Ensure that your garden blazes its way into spring with the zingy acid yellow flower-heads of Euphorbia epithymoides. From mid-spring, the terminal clusters of vivid blooms sit above neat mounds of dark green, lance-shaped leaves. This is one of those perennials that can light up the front of a herbaceous border.

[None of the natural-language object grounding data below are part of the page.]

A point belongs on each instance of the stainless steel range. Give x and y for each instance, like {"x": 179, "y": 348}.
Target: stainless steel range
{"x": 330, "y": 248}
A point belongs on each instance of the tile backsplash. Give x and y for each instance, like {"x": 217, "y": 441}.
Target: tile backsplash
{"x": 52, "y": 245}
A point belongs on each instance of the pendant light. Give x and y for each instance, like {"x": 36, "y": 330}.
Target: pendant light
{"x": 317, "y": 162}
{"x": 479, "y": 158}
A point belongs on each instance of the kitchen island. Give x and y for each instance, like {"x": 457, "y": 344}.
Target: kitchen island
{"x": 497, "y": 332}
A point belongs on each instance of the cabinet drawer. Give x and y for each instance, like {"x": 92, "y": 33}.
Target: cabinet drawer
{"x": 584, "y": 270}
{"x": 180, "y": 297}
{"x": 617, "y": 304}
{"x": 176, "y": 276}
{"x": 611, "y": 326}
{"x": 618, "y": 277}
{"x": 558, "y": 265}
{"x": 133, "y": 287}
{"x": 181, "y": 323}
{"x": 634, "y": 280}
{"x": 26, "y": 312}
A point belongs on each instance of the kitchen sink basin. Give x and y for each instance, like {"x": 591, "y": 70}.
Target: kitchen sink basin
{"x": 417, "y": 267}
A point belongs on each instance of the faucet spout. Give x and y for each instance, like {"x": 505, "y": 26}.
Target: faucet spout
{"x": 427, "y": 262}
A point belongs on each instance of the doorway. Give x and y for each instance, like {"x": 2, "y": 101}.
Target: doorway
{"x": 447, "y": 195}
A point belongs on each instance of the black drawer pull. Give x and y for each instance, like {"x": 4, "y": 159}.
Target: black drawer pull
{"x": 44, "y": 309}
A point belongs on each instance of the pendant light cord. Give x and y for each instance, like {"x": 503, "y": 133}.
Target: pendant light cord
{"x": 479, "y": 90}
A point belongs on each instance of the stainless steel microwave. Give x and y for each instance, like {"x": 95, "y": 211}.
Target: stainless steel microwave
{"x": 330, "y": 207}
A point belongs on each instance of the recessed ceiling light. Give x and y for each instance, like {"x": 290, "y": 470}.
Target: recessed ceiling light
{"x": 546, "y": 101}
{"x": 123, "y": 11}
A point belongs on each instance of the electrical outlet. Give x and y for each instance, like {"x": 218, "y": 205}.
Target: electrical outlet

Its bee-friendly flowers make it ideal for a wildlife area and an important addition to the RHS Plants for Pollinators list. Reliable and easy to grow, Euphorbia suits low-maintenance planting schemes, along with other easy-to-care-for perennials such as Alchemilla mollis, salvias and ornamental grasses.

Good for your garden

Cushion spurge is a perfect companion to spring bulbs such as tulips, bluebells and alliums. For cool, relaxing combinations, plant Euphorbia polychroma alongside other perennials with attractive green leaves like ferns, hostas and bergenias, or create a dramatic explosion by setting the vibrant yellow flowerheads against the deep purple of salvias and the soft blues of Russian sage and globe thistles in a Mediterranean border.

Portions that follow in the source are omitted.